Gregóire foi uma das 10 pessoas entre 25 e 40 anos entrevistadas pela Les Inrocks que não se conhecem entre si, mas já integram um movimento: a dos jovens franceses que decidiram preencher as tardes com uma soneca. Esta geração está retratada no livro recém-lançado Libre, Seul et Assoupi (Livre, Sozinho e Sonolento), de Romain Monnery.
As manifestações são para proteger um direito e dizem respeito aos sessentões, pensei eu. Aparentemente, não há maior relação com este fenômeno dos jovens aposentados. Mas talvez só aparentemente. Percebi isso ao tropeçar, entre as milhares de pessoas, em batalhões de adolescentes.
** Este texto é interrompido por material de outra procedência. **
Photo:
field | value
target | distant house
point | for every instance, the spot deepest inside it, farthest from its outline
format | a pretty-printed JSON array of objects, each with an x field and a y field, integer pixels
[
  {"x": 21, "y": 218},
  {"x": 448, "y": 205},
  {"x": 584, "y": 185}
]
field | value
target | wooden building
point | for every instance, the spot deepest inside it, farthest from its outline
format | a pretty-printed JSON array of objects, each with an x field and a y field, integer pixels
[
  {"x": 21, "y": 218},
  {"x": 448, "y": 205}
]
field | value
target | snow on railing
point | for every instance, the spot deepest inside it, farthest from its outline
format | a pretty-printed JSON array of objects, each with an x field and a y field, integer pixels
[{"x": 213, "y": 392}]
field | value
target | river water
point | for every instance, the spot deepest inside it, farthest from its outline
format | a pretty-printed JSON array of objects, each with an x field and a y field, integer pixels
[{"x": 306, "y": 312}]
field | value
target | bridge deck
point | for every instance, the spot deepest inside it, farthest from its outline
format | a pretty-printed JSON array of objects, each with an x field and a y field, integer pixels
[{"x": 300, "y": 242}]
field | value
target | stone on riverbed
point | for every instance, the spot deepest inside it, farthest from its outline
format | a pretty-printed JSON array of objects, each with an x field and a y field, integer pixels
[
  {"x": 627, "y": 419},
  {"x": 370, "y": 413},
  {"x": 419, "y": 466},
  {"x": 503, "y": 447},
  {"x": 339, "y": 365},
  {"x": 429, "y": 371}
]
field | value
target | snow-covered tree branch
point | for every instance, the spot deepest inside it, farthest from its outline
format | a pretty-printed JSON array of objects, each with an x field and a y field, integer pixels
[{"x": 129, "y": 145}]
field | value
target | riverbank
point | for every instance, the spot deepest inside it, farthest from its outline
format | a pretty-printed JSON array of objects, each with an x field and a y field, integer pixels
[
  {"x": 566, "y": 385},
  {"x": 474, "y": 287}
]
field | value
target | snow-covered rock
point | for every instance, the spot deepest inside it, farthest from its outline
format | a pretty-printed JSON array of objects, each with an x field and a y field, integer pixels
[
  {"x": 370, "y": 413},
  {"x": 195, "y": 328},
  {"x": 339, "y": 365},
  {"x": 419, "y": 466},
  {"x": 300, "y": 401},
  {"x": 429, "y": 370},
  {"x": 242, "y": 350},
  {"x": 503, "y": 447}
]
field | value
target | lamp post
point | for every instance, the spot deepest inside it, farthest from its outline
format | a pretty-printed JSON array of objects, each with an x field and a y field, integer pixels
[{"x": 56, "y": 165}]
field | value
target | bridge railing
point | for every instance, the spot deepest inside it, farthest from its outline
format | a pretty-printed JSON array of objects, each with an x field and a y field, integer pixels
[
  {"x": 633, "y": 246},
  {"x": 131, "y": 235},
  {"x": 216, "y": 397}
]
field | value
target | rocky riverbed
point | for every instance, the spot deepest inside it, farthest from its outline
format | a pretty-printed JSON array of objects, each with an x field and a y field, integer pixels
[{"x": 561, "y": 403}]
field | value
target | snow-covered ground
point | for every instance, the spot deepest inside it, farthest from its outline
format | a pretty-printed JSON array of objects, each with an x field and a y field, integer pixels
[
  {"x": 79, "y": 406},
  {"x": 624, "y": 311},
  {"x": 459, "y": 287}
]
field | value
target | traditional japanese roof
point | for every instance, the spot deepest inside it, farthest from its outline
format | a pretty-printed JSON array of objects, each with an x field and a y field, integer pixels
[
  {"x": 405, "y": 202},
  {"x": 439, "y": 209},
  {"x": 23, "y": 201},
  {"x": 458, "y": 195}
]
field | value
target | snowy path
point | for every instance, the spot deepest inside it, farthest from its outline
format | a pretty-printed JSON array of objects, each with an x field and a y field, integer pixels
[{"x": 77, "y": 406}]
As escolas aderiram aos protestos.
Tá aí: trabalhar é coisa moderna demais para a pós-modernidade. E não existe nada mais velho do que a modernidade por aqui. Está lá, escrito na porta de um dos banheiros da Universidade de Sorbonne, os mesmos de maio de 1968, pichado por algum jovem intelectual bastante ocupado: “O trabalho mata”.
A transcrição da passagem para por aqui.